The HIPAA privacy rule addresses the need to balance PHI sharing [protected health information] and ePHI to ensure the best possible care and protect patient privacy. The most important part of the privacy rule is giving patients control over how you use their information, who you share it with, and when you share it.
MD: Is paper still being used?
MD: Is this data breach [in Finland] likely to make mentally ill patients more cautious about seeing a therapist and how much they might reveal during sessions?
Dr. CH: In this world of more common data breaches, most people understand that this is part of the online world. With this in mind, patients should ask their providers how their data is protected so that they can feel better about their privacy. Fear of losing private information is often the reason many choose to leave their insurance network for services because their private information is inaccessible to their insurance company.

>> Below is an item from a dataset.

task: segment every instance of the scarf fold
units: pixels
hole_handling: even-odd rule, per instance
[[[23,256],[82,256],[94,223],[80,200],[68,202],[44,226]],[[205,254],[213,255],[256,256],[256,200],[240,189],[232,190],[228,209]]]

Many fear that their mental health information will be used against them in the future if they need additional or new insurance.
Protection of digital records
“The industry has gotten a lot better at understanding the risks associated with storing information since EHRs [electronic health records] became mandatory, ”said Adam Jackson, founder and CEO of 360 Privacy, www.360Privacy.com, a digital privacy company in Franklin, Tenn.
“The system was not ready for the number of video health sessions required since the Covid pandemic began,” Jackson told Medical Daily. “There are two main weak points. The first is a bad actor intercepting the video feed and the other is the transcribed notes of the psychologist who is being compromised. “
To mitigate these risks, Mr. Jackson advised health professionals:
1. Use reputable IT providers with years of experience in their industry.
2. Use a commercial virtual private network (VPN).
3. Have third parties conduct regular audits of your system.
4. Have an in-house compliance team and conduct regular training.
Professional associations and licensing agencies take the same security precautions for electronic patient files as for patient files. The American Hospital Association (AHA) recognizes that all of a patient’s electronic records – doctor’s notes, lab results, and test results – are kept in an electronic bundle to provide the patient with the best possible care, but also to provide EHR or electronic health improve record targeting cyber criminals.
The security of electronic or paper documents cannot be 100% guaranteed. Unauthorized access to patient records has increased since the introduction of electronic patient records. Paper records can also be accessed when the criminal is identified. Despite the best efforts of everyone involved, there are data breaches and as systems improve, cybercriminals are already finding new ways to do it. The AHA recommends that healthcare facilities have security systems in place that are flexible and can be adjusted to block unauthorized access to patient records as new attacks are identified.
Yvonne Stolworthy MSN, RN graduated from Nursing School in 1984 and spent years in intensive care. She has been an educator in a variety of settings including clinical trials.